Venus in the Kitchen*


This afternoon, I prowled the food section of my local bookstore looking for a laugh. More specifically, I had in mind those books that creep from the miscellaneous cooking shelf to show up on seasonal display tables every Valentine’s Day. I mean the sexy cookbooks.

I do this every year, mostly because I love to make fun of them. They have absurd titles like Fork Me, Spoon Me: The Sensual Cookbook, [take a deep breath] Booty Food: A Date By Date, Nibble by Nibble, Course by Course Guide to Cultivating Love and Passion Through Food, and InterCourses: An Aphrodisiac Cookbook, which is apparently such a classic in the field that it was given a 10th anniversary edition in 2007. And the covers, oh the covers.
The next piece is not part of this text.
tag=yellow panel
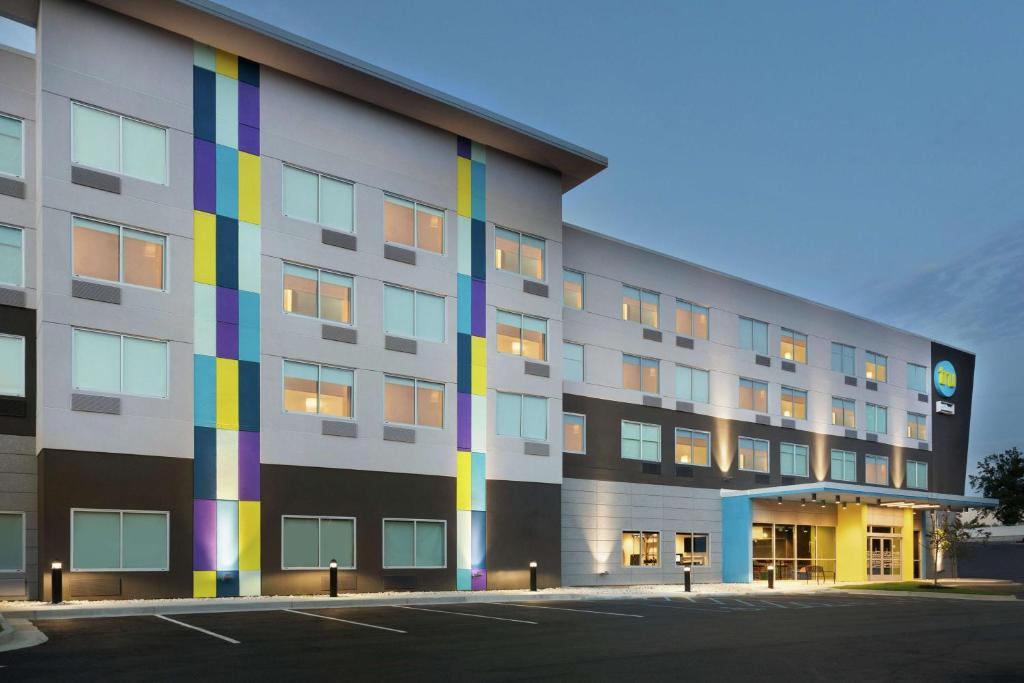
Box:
[193,211,217,285]
[239,152,259,224]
The Seduction Cookbook: Culinary Creations For Lovers by Diane Brown depicts a spoonful of honey being drizzled onto a disturbingly sculpted abdomen of ambiguous gender. But the aforementioned Fork Me, Spoon Me takes the prize in the cover art category: a nude woman (is that the author, Amy Reiley, Master of Gastronomy herself?) sits on the floor before an open fridge, making come-hither eyes at the viewer while nibbling a strawberry. With one leg provocatively raised, she is like a foodie Danaƫ, waiting to be ravished by Zeus in the form of a golden rain of bubbly.

In the past I’ve rolled my eyes at aphrodisiac cookbooks not out of any prudery, but because the connection between sex and food (both cooking and eating) seems so obvious that one doesn’t need a specialty cookbook to figure it out. Simply put, both satisfy primary physiological drives are intense sensual pleasures. To paraphrase Dr. Ruth Westheimer, who celebrated the publication of her new book last night at Bottlerocket Wine and Spirit in New York: you don’t just guzzle your wine. You savor it, look at it, talk about it, smell it, and you should do the same thing to your partner. The same principle applies to a meal. I suspect that any cookbook on your shelf, and especially one you’ve purchased for yourself, will contain more than one recipe you consider utterly seductive.
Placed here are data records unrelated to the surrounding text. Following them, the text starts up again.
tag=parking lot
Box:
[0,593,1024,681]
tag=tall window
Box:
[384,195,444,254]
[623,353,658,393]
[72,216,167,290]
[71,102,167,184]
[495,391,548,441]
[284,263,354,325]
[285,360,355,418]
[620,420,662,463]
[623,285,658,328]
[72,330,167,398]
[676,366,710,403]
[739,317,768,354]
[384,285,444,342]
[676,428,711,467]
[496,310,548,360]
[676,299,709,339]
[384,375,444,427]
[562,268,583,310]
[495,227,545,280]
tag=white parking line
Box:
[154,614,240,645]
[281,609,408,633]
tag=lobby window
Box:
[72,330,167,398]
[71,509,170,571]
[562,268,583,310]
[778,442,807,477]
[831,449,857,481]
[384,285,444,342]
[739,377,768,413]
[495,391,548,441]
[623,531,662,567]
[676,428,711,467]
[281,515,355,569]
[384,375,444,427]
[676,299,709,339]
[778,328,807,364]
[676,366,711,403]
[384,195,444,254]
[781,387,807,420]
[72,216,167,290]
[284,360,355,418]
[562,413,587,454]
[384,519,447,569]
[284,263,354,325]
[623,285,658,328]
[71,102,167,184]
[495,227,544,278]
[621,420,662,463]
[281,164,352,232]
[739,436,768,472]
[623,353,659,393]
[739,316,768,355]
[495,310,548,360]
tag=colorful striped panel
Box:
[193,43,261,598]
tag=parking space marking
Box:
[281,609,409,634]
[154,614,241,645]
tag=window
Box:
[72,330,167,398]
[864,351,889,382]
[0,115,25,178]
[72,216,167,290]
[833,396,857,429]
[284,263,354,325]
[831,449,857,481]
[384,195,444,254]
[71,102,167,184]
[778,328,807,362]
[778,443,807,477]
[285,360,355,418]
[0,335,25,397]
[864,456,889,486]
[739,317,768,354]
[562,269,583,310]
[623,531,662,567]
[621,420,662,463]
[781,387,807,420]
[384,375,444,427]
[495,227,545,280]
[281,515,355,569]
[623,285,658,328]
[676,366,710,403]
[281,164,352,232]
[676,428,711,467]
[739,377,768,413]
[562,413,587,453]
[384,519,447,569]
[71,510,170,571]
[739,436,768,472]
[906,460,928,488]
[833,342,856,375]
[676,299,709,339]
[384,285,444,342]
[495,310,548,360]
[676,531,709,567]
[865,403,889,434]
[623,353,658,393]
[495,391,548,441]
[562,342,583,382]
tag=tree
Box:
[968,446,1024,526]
I’ve also made fun of aphrodisiac cookbooks because there’s something a little bit gimmicky about them, and I guess I am more than a little bit of a snob. A few years ago, a first edition of InterCourses came to me by…let’s call it inheritance, and I was surprised to find many of the recipes oversimplified and occasionally even boring. I flip through the book from time to time. There are a few gorgeous photos–a pregnant belly emerging from a pool of glistening black beans (a symbol of fecundity), a woman’s torso encrusted in pine nuts–as well as some fun tidbits on aphrodisiac lore and steamy anecdotes from the recipe testers. But the recipes don’t inspire any passion in me to make them.
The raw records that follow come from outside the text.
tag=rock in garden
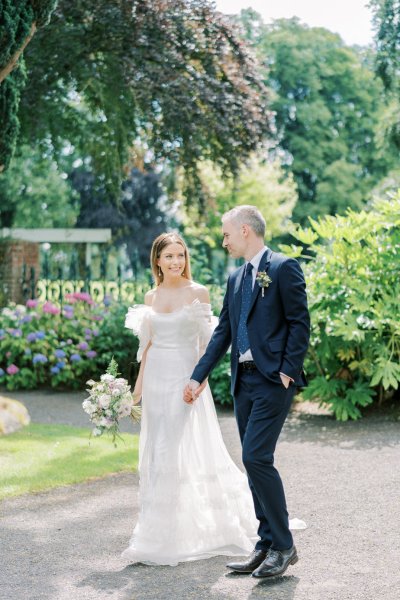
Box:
[0,396,31,435]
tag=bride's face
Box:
[157,242,186,278]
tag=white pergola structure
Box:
[0,228,111,266]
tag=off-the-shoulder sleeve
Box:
[125,304,151,362]
[186,300,218,352]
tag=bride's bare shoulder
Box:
[144,288,156,306]
[190,281,210,304]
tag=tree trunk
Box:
[0,23,36,83]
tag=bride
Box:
[122,233,304,565]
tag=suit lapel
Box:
[233,263,246,323]
[247,248,272,318]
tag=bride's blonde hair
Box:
[150,233,192,285]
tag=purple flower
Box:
[42,301,61,315]
[32,354,47,365]
[26,299,39,308]
[92,315,104,321]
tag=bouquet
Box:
[82,358,141,443]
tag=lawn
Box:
[0,423,138,499]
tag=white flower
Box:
[98,394,110,408]
[100,373,115,381]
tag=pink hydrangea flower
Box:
[42,301,61,315]
[26,299,39,308]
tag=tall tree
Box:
[16,0,270,202]
[370,0,400,153]
[238,12,394,222]
[0,0,57,172]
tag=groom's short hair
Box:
[222,204,265,238]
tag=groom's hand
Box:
[183,379,207,404]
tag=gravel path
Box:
[0,392,400,600]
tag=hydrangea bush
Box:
[0,292,137,390]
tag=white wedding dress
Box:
[122,300,304,565]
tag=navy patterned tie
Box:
[237,263,253,354]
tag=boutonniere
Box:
[256,271,272,298]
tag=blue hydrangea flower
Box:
[32,354,47,365]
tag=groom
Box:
[184,206,310,577]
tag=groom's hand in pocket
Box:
[279,373,293,389]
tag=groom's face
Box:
[222,221,246,258]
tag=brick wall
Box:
[0,240,39,306]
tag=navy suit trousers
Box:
[234,367,295,550]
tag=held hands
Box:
[183,379,207,404]
[132,389,142,405]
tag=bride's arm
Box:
[132,290,154,404]
[132,342,151,404]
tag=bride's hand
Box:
[132,390,142,405]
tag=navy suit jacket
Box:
[191,248,310,395]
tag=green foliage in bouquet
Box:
[282,193,400,421]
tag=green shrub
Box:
[282,193,400,421]
[0,293,138,390]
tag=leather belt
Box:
[239,360,257,371]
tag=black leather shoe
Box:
[252,546,299,577]
[226,550,267,573]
The fair-minded sprite who sits on my right shoulder and keeps my sinister side in check reminds me that people who aren’t entirely at ease in the kitchen and who don’t consider themselves votaries of Bacchus might appreciate the guidance of a seduction-themed cookbook. I think that all people would be better served by buying a copy each of Joy of Cooking and The Joy of Sex and working diligently through both. The connective tissue will form on its own.

It can’t hurt, of course, to do a little reading up on the long and fabulous history of aphrodisiacs. The source material is juicy. The ancient poet Ovid provides a litany of stimulating foods in The Art of Love, and Casanova has a few ideas about how best to enjoy an oyster. My favorite text on food and love, and one I’ve returned to many times since its publication in 1998, is Isabel Allende’s Aphrodite: A Memoir of the Senses. Combining a substantial dose of historical research with personal anecdotes, it’s an earthy, funny, and often poetic homage to the subject. Allende explains that it was inspired by a series of erotic dreams about food:

One January night in 1996 I dreamed that I jumped into a swimming pool filled with rice pudding, where I swam with the grace of a porpoise. . . . I dived in, and that delicious creaminess caressed my skin, slipped into all the crevices of my body, filled my mouth.

The book contains a thick section of good recipes–including one for rice pudding–contributed by the author’s mother, Panchita Llona.

Returning to my afternoon stroll at the neighborhood bookstore, I’m sorry to report that there was not a single racy food title on offer. Maybe, I thought, they’ve already been snatched up by eager lovers. More likely, the shop has scaled back its stock in our current economy. I dearly hope that anyone who goes there in search of a recipe to fan the flames of a beloved’s desire will cast eyes over the shelves and find many possibilities.

*The title of this post is borrowed from Norman Douglas’s cookbook of the same name, first published in Great Britain in 1952. The recipes within were first collected “for the private use and benefit of a small group of friends, most of whom, I am sorry to say, are older than they want to be . . . ” I cannot possibly conceive of cooking from it, especially as I don’t much go in for skink or sparrows’ brains, but it’s an amusing read. A recipe for “Hysterical Water” is particularly hysterical.